菊)数学、次ですよ。今のうちにやったらどうですか?
あ、そうか!それがあったか!
勢いよく教科書を開き、問題を凝視する。
『…………』
菊)?
…駄目だ、わからない…っ
菊)どうしましたか?まさかとは思いますが…わからないんですか?
『うっ…』
菊)図星のようですね
う…しょうがない、こうなったら…
『お願い!菊、答え見せて!』
当たって答えられなくて叱られるのは勘弁!
菊)なにいってるんですか。

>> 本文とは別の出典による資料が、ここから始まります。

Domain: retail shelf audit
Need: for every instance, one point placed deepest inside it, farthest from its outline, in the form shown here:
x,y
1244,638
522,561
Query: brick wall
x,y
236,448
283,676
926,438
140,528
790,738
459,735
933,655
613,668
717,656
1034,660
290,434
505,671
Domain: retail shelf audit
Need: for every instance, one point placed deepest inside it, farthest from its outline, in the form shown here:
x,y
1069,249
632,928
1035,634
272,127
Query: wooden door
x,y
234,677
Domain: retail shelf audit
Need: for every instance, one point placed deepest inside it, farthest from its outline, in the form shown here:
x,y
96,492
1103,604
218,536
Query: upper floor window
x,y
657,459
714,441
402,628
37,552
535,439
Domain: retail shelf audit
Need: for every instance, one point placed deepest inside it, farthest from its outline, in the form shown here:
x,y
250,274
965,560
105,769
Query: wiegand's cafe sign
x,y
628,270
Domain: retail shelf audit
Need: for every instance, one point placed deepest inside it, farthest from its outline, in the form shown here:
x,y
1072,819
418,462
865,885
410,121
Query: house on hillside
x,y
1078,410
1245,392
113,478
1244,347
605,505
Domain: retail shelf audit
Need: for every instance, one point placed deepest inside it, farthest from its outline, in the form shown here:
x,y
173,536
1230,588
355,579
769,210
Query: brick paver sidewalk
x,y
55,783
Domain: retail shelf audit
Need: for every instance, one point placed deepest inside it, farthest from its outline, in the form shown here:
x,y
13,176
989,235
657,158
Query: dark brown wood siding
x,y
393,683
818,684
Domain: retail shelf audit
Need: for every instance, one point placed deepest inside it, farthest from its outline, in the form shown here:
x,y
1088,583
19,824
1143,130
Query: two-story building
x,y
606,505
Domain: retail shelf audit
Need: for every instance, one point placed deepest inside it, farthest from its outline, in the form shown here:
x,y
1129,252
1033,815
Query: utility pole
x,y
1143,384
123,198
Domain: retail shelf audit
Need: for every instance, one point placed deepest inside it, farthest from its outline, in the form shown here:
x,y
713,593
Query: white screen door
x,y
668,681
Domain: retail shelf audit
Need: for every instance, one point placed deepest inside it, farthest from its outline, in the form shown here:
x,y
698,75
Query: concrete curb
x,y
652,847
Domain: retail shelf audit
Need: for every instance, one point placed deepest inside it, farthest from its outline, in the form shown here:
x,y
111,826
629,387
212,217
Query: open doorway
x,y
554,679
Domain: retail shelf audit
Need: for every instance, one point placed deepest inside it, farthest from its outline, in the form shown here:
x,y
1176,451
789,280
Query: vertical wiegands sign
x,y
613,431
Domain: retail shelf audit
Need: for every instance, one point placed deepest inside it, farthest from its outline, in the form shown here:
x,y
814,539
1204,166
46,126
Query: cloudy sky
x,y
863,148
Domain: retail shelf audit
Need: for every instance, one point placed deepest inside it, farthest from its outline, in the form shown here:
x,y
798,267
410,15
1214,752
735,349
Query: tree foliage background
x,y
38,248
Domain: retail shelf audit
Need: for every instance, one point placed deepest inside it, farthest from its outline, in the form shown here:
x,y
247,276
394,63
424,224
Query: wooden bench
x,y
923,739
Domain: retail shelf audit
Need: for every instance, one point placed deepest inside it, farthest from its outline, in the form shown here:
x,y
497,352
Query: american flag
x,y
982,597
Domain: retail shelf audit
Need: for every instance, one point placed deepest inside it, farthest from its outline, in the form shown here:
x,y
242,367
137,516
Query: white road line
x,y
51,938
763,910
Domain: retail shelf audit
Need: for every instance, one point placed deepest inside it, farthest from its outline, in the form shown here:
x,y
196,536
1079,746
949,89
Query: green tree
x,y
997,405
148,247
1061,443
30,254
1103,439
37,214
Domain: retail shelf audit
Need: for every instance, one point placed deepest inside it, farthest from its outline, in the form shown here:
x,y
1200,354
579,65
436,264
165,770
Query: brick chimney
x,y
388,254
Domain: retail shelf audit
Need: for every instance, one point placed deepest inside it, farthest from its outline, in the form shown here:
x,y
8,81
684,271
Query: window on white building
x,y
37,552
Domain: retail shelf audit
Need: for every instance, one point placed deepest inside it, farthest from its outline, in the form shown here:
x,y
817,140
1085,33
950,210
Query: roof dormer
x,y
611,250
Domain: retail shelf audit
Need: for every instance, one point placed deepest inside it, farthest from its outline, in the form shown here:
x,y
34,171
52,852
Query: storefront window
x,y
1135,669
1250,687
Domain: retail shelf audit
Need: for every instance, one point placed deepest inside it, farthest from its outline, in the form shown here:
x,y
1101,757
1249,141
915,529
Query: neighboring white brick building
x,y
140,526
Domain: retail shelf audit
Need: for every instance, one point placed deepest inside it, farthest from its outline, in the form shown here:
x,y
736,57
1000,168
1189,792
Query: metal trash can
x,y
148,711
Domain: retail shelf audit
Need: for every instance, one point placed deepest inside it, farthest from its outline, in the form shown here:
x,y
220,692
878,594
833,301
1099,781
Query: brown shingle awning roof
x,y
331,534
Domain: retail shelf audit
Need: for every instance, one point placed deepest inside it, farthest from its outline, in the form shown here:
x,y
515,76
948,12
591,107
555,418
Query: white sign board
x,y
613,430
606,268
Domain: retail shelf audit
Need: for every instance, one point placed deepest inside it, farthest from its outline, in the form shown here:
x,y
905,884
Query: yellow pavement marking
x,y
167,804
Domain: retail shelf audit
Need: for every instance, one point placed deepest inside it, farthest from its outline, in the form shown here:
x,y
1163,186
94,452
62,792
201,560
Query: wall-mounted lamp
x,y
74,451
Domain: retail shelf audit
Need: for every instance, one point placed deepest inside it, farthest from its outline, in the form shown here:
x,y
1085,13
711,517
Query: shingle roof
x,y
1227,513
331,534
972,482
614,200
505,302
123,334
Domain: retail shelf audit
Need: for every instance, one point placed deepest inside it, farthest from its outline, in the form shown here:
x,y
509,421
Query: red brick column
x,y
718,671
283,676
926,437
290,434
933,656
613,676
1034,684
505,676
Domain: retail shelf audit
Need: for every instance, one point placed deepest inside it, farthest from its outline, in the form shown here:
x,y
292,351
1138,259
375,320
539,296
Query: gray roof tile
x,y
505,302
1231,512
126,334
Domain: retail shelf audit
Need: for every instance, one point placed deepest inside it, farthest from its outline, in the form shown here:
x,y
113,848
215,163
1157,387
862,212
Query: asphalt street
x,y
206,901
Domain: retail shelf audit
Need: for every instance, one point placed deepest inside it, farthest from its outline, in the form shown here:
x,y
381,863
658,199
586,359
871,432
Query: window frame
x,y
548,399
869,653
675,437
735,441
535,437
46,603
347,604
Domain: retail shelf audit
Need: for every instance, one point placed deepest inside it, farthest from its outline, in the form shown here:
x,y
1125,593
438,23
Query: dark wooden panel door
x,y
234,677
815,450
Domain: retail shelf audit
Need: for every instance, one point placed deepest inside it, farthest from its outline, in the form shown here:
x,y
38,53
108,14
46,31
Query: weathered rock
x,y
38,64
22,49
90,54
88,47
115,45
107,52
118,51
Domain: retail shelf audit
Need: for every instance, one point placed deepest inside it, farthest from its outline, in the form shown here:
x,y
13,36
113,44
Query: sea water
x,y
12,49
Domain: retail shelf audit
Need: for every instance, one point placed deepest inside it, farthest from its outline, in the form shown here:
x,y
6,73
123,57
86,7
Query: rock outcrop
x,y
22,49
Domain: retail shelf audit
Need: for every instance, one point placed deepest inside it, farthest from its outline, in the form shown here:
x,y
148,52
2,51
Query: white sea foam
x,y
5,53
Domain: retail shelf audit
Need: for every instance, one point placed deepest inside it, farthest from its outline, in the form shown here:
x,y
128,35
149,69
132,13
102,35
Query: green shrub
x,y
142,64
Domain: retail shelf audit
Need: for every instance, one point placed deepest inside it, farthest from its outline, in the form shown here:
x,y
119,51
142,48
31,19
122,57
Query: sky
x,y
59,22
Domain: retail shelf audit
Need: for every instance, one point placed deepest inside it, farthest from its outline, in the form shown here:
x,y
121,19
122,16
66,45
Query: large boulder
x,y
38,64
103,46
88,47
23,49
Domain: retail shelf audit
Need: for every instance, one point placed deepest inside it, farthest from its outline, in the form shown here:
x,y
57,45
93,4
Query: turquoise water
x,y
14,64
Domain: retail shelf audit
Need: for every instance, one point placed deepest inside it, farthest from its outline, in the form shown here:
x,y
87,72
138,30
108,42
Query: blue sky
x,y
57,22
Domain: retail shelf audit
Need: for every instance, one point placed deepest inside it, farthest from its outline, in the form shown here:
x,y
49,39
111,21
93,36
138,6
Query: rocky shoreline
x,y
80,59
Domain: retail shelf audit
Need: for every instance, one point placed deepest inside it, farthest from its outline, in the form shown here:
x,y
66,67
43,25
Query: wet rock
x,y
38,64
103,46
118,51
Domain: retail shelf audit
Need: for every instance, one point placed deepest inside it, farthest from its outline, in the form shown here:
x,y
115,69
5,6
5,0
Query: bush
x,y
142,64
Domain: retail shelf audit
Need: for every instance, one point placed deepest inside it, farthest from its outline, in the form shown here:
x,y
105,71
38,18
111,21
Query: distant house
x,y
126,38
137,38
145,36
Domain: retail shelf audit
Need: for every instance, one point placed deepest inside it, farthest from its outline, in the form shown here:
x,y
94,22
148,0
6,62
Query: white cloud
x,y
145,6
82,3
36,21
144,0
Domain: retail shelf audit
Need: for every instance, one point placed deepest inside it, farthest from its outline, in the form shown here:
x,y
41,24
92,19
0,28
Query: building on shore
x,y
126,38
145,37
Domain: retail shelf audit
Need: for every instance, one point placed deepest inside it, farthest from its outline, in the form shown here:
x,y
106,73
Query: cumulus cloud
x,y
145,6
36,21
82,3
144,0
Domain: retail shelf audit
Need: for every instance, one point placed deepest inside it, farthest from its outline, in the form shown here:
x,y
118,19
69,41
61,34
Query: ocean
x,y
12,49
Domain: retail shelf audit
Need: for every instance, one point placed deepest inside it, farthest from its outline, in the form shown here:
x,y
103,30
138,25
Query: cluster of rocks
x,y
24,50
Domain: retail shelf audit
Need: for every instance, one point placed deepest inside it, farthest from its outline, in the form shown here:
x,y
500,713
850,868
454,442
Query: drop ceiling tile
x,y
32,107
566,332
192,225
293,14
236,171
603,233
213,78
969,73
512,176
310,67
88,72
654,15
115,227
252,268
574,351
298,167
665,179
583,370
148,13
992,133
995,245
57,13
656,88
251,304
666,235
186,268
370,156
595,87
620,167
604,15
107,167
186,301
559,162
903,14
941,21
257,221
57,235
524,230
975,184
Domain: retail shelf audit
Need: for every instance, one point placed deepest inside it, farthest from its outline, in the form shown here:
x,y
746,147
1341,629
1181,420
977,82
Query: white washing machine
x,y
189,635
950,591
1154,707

自力で解かないと意味がありませんよ。
『お願い!なら教えて!』
菊)善処いたします。
ガーン…………………
『お願いだよ!菊!ねえってば…』
キーンコーンカーンコーン…
市川)はい席つけー
…わたしは不幸だっ…
数学の先生といえばあの怖い市川先生…
ああ、やっちゃったなぁ(><)
となりを一瞥する。
見えたのは涼しげな菊の顔だった。
なんつーひどいやつだ全く…
市川)今日はここからだな。問7。えーとじゃあ今日は…14日。14番、A!前来て書け。
よ、予感的中…←
どうしよ…ここは素直に怒られるしかないか…
わたしは立ち上がりつつ口を開いた。
『え、えとあの…』
市川)ん?
バサッ
え、なにこれ…ノート?
『あっ…』
わたしはすぐに菊へ視線を移す。
菊は目を合わさなかった。
だけど微かにふわりと笑うとこくんと頷いた。
よ、よし!
『あ、先生なんでもなかったです!』
緊張で汗ばんだ掌でしっかりとノートを持ち、黒板へ。
問7…これだ。傍接円の問題。
ノートをすらすらと移す。
綺麗な字。なんだか菊らしい。
そのまま何事もなく授業は終わった。
わたしは菊を盗み見た。
『…菊』
菊)……………
『ね、菊!』
菊)………なんですか
『さっきはありがと!なんだかんだで助けてくれた。菊は優しいね☆』
菊はなにもいわずにまたふわりと笑う。
菊のその笑顔がこれからも見たいと思った。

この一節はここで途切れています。